Getting accurate information about working out and staying fit is no simple task. These days, there’s as much misinformation as there is fact. Everyone, it seems, has a tip or sure-fire strategy for shedding pounds or building bigger abs in two weeks. Here are five common myths of exercise and fitness:
No pain, no gain. “Many of us have the impression that you can’t get results without suffering and that you’ll be in better shape if you just ‘tough it out’ and get through the pain,” says Lori Benson, M.A., vice present of Healthy Lifestyles for the YMCA of Greater New York. “The truth is, exercise does not have to be painful to be effective.” Those who build strength and endurance gradually suffer fewer injuries and develop better exercise habits.
Exercise is an efficient way to lose weight. Actually, “exercise is a terribly inefficient way to lose weight,” notes Michael Applebaum, MD, JD, FCLM. Consider: The soda or muffin you consume in 5 minutes may require 90 minutes or more to burn off. While it’s wise to exercise, reducing your calorie intake is an essential part of slimming down.
Machines ensure that you’re working out correctly. Unfortunately, many people don’t adjust machines correctly or they use incorrect posture and techniques when lifting or running on a treadmill. This includes everything from leaning on rails to letting weights drop too quickly. The net effect is diminished results or injury. Ask the gym staff or a personal trainer to help you learn proper technique.
More expensive equipment will provide a better workout. There’s no shortage of ads trumpeting new fitness gadgets as well as muscle-building and weight-loss schemes. “While many of these products promise to work miracles, there is no quick fix when it comes to fitness and overall health,” Benson says. “You don’t need fancy, expensive equipment to burn calories, tone up and get in shape.
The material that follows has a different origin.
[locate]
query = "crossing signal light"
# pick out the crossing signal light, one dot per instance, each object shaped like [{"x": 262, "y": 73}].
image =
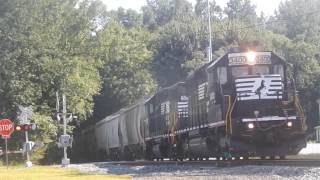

All you really need is the will and commitment to get moving and incorporate some type of physical activity most days of the week.”
It’s possible to build muscle mass while dieting. It’s a simple fact: muscle weighs more than fat. To add muscle to the body it’s necessary to gain weight but engage in regular exercise. If you want to lose weight expect your muscle mass to decrease. A good starting point for understanding optimal weight is the body mass index (BMI) or a newer measure called body volume index (BVI).